Adriano Cecioni, nacque nel 1836 a
Firenze e morì improvvisamente nel 1886, teorico e critico
d’arte, fu il solo artista dell’800 italiano per il quale il
concreto operare si pone continuamente in relazione con una
concezione teorica intesa a giudicarlo. Si può dire che egli
conducesse all’estremo, sia nelle opere che nel pensiero, le
posizioni e le contraddizioni implicate nel movimento realista
intorno agli anni ’60. Cecioni ebbe un esordio classico e purista
alla scuola d’Aristodemo Costoli all’Accademia di Firenze, dove
probabilmente apprese ad affrontare temi concettualmente elevati
secondo l’uso accademico gravando l’immagine artistica di valori
teorici e filosofici. Il ’59 vide Cecioni volontario sui campi da
battaglia risorgimentali, dove conobbe Signorini. Dopo questo
incontro egli cominciò a cercare anche per la sua arte, scultura,
l’applicazione di quei principi che venivano discussi al Caffè
Michelangelo. Quattro anni dopo, vinto il pensionato artistico
Cecioni si trasferì a Napoli, dove divenne l’animatore della
“Scuola di Resina”, insieme a De Nittis, De Gregorio e Rossano
dove rimane fino al 1867 e dove modellò alcune opere tra cui nel
1865, il “Suicida”. L’osservazione dei calchi dei cadaveri di
Pompei indussero Cecioni a riflettere come la vita poteva essere
fissata e quasi arrestata da quella tragedia “sorpresa alla
natura”; l’impressione prodottagli dal casuale drammatico verismo
di quelle sculture doveva avergli fatto balenare la possibilità di
raggiungere un analogo verismo operando quella “sorpresa alla
natura” che egli teorizzò più tardi. Nel “Bambino col gallo” del
1868, che fece due anni dopo furore all’Esposizione di Parigi
dando a Cecioni un’inattesa celebrità è evidente l’intento
perseguito sul piano plastico, di operare una “sorpresa” al
movimento e alla vita e quasi di scattare un’istantanea a tre
dimensioni.
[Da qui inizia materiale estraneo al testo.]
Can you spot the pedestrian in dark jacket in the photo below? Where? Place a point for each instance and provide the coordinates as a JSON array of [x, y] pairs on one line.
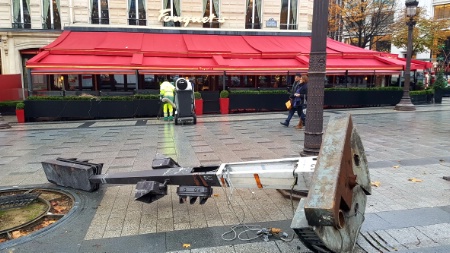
[[298, 98]]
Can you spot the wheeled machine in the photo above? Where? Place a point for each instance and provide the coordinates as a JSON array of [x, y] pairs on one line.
[[184, 100]]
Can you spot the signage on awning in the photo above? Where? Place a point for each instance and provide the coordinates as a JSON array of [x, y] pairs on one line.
[[164, 16]]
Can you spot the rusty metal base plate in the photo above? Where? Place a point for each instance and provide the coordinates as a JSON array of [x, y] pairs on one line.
[[328, 238]]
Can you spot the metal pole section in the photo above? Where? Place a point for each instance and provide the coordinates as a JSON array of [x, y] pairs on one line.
[[224, 80], [316, 72], [30, 84], [405, 103]]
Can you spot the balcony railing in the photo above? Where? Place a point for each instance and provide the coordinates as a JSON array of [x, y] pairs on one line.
[[288, 27], [253, 25], [103, 21], [133, 21], [21, 25]]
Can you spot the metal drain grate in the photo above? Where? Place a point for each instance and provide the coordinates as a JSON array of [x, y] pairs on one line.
[[17, 200]]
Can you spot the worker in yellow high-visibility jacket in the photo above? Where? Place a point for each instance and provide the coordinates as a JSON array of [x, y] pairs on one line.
[[166, 91]]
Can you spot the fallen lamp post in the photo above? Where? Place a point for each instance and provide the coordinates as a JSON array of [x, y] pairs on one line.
[[327, 220]]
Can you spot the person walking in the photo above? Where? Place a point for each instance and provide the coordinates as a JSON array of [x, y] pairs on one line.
[[298, 97], [167, 97]]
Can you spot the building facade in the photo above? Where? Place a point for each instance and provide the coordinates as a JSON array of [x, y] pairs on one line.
[[28, 25]]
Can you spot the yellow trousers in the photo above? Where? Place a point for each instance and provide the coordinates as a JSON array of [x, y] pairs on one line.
[[167, 108]]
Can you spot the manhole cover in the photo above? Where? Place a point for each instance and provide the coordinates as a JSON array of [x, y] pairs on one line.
[[23, 212]]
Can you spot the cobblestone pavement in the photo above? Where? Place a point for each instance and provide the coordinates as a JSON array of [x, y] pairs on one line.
[[401, 214]]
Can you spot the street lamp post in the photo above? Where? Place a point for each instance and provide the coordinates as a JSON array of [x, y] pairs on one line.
[[405, 103]]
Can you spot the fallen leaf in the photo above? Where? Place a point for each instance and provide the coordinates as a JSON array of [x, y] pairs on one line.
[[16, 234], [376, 183]]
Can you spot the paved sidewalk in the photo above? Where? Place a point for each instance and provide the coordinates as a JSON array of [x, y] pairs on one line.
[[401, 215]]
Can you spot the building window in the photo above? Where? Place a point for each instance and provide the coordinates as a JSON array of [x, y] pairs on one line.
[[253, 16], [99, 12], [211, 7], [288, 16], [21, 14], [136, 12], [174, 11], [52, 18]]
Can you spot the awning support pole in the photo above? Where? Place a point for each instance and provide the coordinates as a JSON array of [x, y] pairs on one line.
[[30, 84]]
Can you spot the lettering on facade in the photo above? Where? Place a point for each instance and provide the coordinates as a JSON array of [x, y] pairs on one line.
[[164, 16], [205, 68], [271, 23]]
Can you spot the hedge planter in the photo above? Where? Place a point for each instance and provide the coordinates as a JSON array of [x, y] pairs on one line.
[[273, 102], [243, 102], [355, 98], [61, 109], [20, 114], [146, 108], [91, 109], [438, 93]]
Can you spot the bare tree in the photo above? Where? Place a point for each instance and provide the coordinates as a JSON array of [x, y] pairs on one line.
[[364, 22]]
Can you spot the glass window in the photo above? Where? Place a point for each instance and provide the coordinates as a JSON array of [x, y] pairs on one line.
[[52, 18], [253, 16], [99, 12], [136, 12], [21, 14], [39, 82], [174, 8], [288, 15], [73, 82], [86, 82], [211, 7]]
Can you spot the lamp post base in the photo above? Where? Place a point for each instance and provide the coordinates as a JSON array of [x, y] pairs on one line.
[[309, 152], [405, 105]]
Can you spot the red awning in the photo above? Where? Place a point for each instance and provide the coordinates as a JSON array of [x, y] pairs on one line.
[[198, 53], [81, 71], [415, 64]]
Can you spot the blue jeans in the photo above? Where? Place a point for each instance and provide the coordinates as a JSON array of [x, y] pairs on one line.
[[300, 113]]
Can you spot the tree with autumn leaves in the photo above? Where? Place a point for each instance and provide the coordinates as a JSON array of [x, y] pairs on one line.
[[428, 33], [364, 22]]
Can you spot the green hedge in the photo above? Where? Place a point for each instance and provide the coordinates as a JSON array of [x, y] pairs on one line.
[[9, 103], [256, 92], [389, 88], [421, 92]]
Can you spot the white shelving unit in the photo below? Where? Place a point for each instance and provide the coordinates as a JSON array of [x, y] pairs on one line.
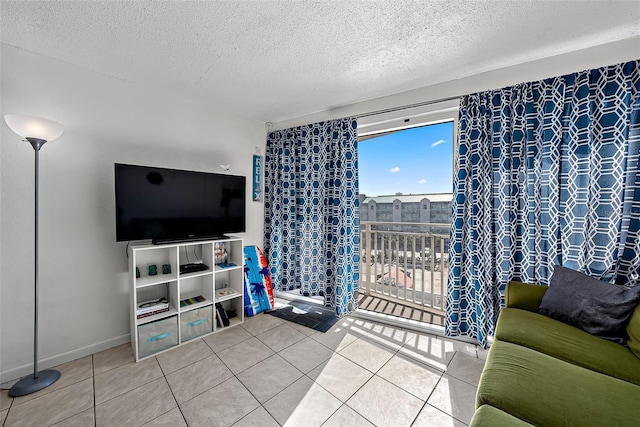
[[192, 297]]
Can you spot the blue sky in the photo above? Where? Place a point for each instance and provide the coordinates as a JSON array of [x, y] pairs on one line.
[[413, 161]]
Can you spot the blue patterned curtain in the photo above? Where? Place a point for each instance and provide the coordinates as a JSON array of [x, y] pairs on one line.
[[547, 174], [312, 236]]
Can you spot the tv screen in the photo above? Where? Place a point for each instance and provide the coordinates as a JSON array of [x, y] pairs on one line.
[[169, 204]]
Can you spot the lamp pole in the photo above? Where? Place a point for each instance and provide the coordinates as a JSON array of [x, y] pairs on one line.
[[26, 127]]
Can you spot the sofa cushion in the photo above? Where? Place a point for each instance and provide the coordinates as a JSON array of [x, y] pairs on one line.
[[525, 296], [633, 330], [567, 343], [546, 391], [598, 307], [488, 416]]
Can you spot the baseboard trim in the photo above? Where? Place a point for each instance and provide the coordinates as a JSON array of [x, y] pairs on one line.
[[50, 362]]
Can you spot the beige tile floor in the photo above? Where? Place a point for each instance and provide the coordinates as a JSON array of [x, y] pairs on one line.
[[266, 372]]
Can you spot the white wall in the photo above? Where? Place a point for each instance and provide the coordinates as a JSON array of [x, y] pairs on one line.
[[593, 57], [84, 284]]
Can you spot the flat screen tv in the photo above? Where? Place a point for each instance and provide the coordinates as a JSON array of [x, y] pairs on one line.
[[172, 205]]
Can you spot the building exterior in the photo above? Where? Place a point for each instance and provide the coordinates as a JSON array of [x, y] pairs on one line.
[[422, 208]]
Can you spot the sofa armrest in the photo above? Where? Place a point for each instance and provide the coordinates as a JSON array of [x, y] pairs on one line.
[[525, 296]]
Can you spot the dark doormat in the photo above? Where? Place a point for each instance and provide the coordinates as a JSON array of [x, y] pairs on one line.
[[310, 315]]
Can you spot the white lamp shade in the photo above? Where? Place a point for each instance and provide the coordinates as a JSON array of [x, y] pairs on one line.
[[34, 127]]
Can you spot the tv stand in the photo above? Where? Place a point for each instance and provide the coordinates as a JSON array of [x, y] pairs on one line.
[[196, 296], [171, 241]]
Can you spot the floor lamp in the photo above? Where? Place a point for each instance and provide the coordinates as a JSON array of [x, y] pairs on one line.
[[36, 131]]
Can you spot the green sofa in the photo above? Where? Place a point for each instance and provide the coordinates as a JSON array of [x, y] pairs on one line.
[[542, 372]]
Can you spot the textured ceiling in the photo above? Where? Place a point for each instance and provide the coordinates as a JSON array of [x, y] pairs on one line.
[[275, 60]]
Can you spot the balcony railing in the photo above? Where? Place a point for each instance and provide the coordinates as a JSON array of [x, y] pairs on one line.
[[405, 262]]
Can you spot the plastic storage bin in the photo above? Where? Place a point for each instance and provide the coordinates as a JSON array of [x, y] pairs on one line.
[[157, 336]]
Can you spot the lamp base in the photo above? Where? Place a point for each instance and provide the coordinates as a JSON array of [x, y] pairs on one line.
[[29, 385]]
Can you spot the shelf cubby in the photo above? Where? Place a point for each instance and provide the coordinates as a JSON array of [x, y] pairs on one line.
[[184, 322]]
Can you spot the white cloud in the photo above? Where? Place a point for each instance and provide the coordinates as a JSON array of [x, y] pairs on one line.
[[438, 142]]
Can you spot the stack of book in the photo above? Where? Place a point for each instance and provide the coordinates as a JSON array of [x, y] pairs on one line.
[[150, 308]]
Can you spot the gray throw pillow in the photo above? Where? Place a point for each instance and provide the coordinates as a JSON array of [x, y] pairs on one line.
[[597, 307]]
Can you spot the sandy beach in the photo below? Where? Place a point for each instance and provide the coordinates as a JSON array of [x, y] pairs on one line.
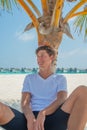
[[11, 85]]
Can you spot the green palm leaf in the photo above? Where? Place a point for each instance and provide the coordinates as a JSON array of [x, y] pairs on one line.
[[81, 25], [7, 4]]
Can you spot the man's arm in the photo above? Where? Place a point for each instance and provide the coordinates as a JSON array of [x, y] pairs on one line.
[[61, 97]]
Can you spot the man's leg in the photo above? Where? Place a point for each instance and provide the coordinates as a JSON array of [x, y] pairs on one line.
[[11, 119], [76, 105], [6, 114]]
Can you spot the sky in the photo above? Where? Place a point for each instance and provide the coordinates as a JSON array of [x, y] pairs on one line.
[[17, 49]]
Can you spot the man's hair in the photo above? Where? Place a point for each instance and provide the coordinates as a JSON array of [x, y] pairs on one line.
[[48, 49]]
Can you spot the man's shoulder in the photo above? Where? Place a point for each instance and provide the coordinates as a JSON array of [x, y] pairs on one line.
[[31, 75]]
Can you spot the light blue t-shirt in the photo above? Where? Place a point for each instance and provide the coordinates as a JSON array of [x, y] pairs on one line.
[[43, 91]]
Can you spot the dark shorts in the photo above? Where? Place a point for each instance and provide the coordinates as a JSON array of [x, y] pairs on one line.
[[56, 121]]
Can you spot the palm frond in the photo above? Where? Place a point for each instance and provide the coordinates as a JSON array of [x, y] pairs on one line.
[[81, 25]]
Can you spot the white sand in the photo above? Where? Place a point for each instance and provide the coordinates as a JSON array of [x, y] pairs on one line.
[[11, 85]]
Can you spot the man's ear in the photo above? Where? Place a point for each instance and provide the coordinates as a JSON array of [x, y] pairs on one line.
[[52, 58]]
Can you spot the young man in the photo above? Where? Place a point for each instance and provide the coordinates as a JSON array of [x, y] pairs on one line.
[[44, 101]]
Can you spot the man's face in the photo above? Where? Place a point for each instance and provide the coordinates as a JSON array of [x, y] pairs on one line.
[[43, 59]]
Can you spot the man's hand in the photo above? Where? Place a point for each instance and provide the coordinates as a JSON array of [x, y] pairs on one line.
[[39, 124]]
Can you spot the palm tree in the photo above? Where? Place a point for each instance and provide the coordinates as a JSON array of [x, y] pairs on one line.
[[51, 25]]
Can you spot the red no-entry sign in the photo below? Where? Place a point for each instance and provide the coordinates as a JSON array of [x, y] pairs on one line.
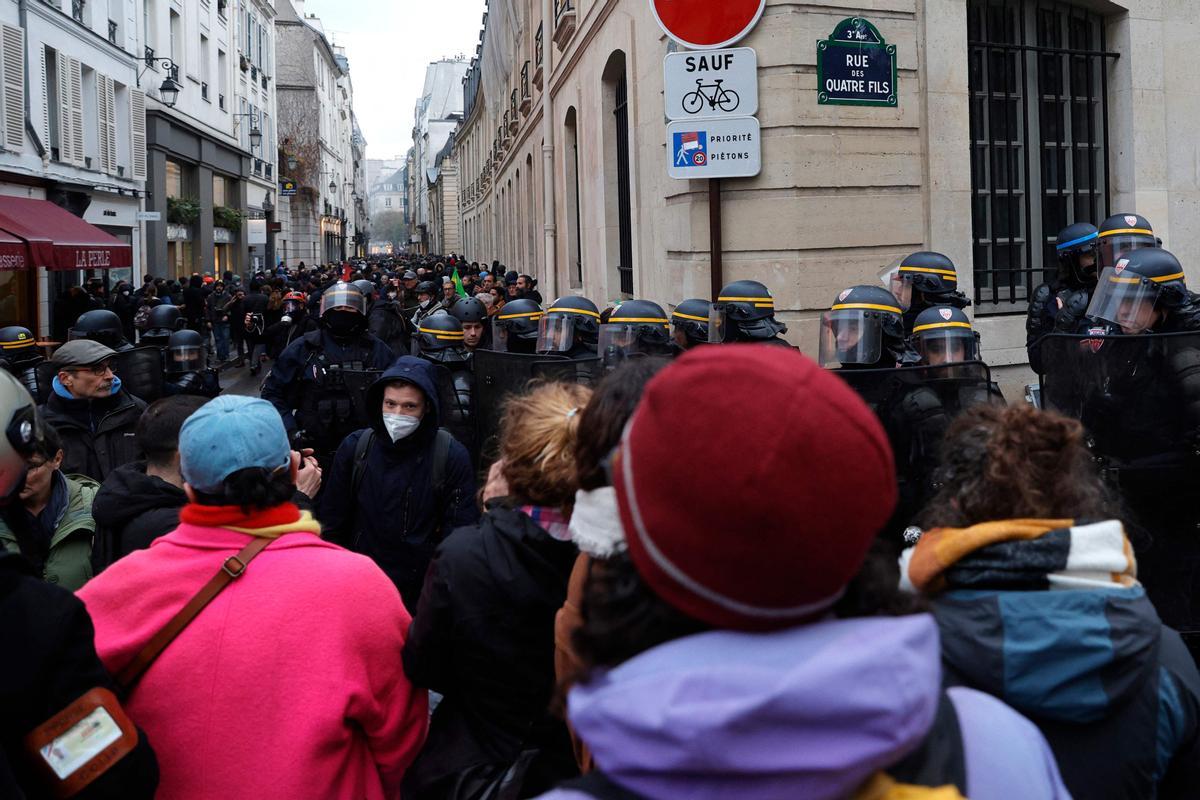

La concentrazione artistica di Cecioni non era basata
sulla formula “dell’arte dell’uomo”, ma sulla formula “dell’arte
per l’arte”. Teorizzando e sviluppando l’indifferenza
dell’artistica per il soggetto, Cecioni rinnegava senza
accorgersene la possibilità stessa, per l’artista, di fissare il
movimento della vita. Limiti individualistici del realismo di
Cecioni spiegano il relativo provincialismo del suo atteggiamento.
Egli ogni volta che giungeva a Parigi (1870,1871,1873) non vedeva
l’ora di tornare in patria e nemmeno a Londra (inverno 1871-1872),
dove si trovò a suo agio, non riuscì ad organizzarsi e a sfruttare
i successi ottenuti. Spinto dall’ teoria dell’arte per l’arte e da
quella del vero diretto e della “sorpresa alla natura”, Cecioni
era portato a ridurre i limiti del vero e della natura all’anedotto
quotidiano o alle forme elementari del vivere, sostituite dalle
vicende o dagli affetti familiari. Non è un caso che Cecioni
ricercasse i suoi soggetti e realizzasse le sue opere più famose
nell’ambito della vita domestica. Un puttino che impara a
camminare, una ragazza toscana con le mani sui fianchi, “la madre”,
tra dipinti e acquarelli, un bambino che guarda con curiosità la
luce di una lampadina, ragazzi che giocano, la zia Erminiaù. Ad
ognuna di queste opere Cecioni affidava il compito di saturarsi i
valori teorico-filosofici: quello della “sorpresa alla natura”
prima di tutto, poi quello della “santità” della vita domestica, e
infine della “dignità” dell’umile e del modesto.